Semangat ‘suporter juga perlu terlibat di persoalan sosial’ itu kemudian terejawentahkan di beberapa aksi sosial, misal galang dana, di hampir tiap kali peristiwa. Sebut saja galang dana untuk korban longsor Banjarnegara, gempa bumi Pidi Aceh, dll. Hasil donasi yang dikumpulkan pun terbilang banyak, sekitar (setahu penulis) 19.270.000. Pertanyaannya, tahukah masyarakat terhadap fakta solidaritas Bonek demikian? Jawabannya tidak semua. Mengapa? Sebab media sebagai pilar demokrasi yang bertujuan sebagai medium pendidikan sekaligus komunikasi publik merasa lebih berguna jika memberitakan negatifnya Bonek dan Persebaya daripada ‘ikatan seduluran’ yang sudah diakui oleh peneliti manapun.
Oleh karenanya, kami dari Bonek Korwil Jogja terpanggil dengan adanya musibah yang melanda Ponorogo. Tanah yang menjadi berkah sebab subur dan makmur, ternyata bisa berubah gembur dan lebur karena tidak kuat strukturnya. Meski demikian tampaknya naif jika longsornya tanah itu dianggap hanya sekedar ‘bencana’. Bagi kami, itu adalah jalan nyata dari Sang Hyang Widhi, Allah Ta’ala, untuk kembali menapaki jalan pengingat tentang karunia alam.

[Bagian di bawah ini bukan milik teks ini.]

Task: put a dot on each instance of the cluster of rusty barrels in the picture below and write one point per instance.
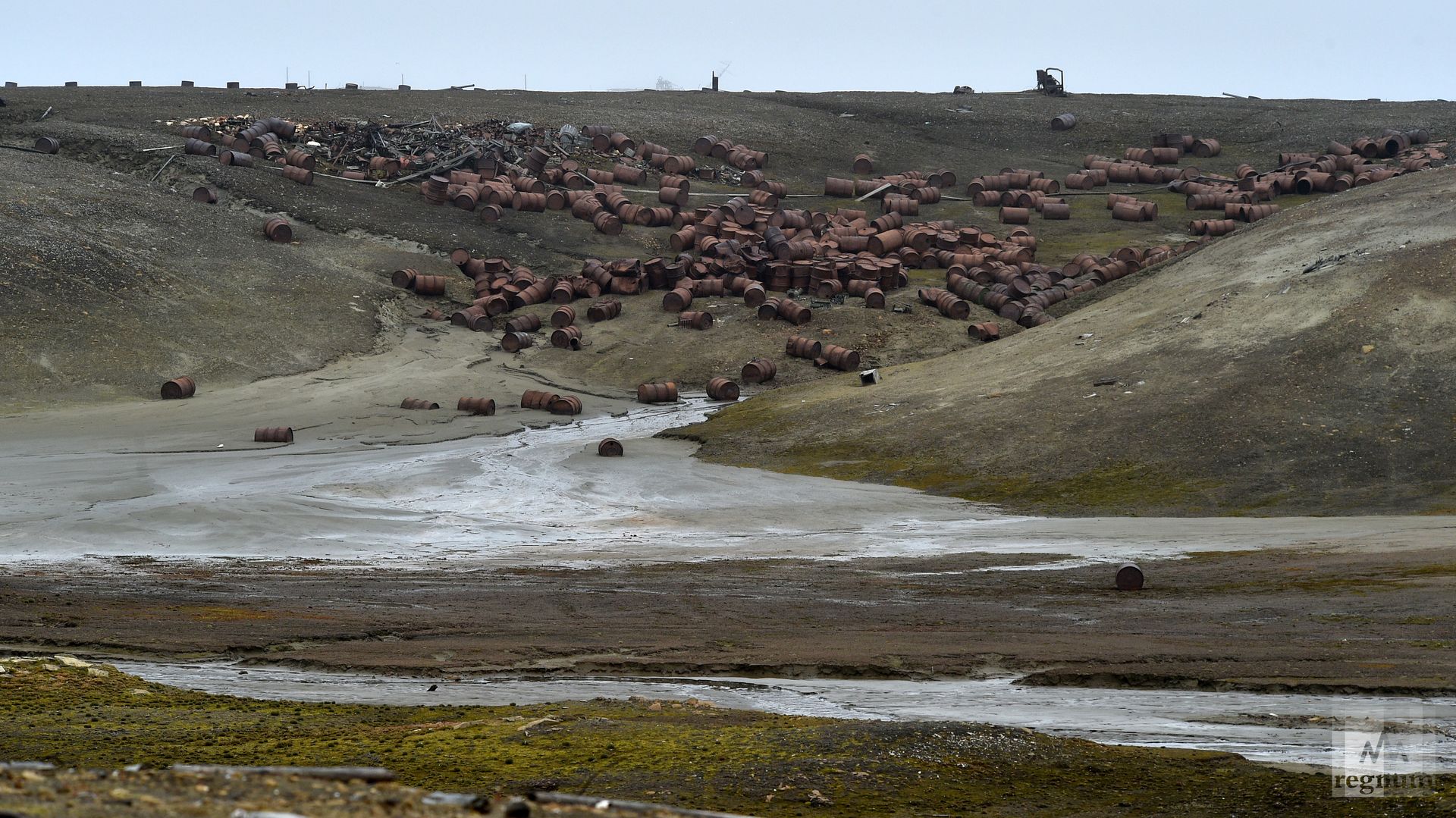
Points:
(743, 158)
(1019, 193)
(411, 278)
(551, 402)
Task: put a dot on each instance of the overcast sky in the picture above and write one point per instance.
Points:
(1331, 49)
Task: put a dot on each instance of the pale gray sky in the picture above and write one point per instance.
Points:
(1331, 49)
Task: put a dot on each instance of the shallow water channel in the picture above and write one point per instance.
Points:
(1263, 727)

Seperti penggalan lagu ‘Ibu Bumi wes maringi. Ibu Bumi dilarani. Ibu Bumi kang ngadili. La ilaha illallah (arti mudahnya: bumi telah memberi, namun bumi malah dieksploitasi. Ingat, bumi akan membalas tindakan manusia), telah mengingatkan betapa bumi pun tidak hanya berlaku sebagai pemuas saja melainkan sebagai modal untuk menghidupi manusia lintas masa.
Mendengar ratapan dari sedulur di Ponorogo membuat Bonek Jogja memandang perlu mengadakan penggalangan dana untuk kemudian disalurkan ke tempat penampungan sesuai dengan kebutuhan di sana. Kami sadar bahwa solidaritas orang Indonesia adalah mekanik yang tidak hanya membicarakan status ekonomi saja (organik)-sebagaimana Emile Durkheim bicara.
Akhirnya, atas nama kemanusiaan, Bonek Jogja mengulurkan tangan.
Catatan:
Penggalangan dana dilaksanakan selama tiga hari. Hari pertama bertempat di pertigaan ‘revolusi’ (UIN Sunan Kalijaga). Hari kedua dengan bantuan Viking Yogyakarta dan Persipura Mania Jogja mengadakan penggalangan dana di sekitar titik 0 Km. Sedang hari terakhir kembali bersama Viking Yogyakarta memfokuskan penggalangan di UIN Sunan Kalijaga. Syukur kepada Sang Hyang Widhi, dana terkumpul Rp 2.613.000,-.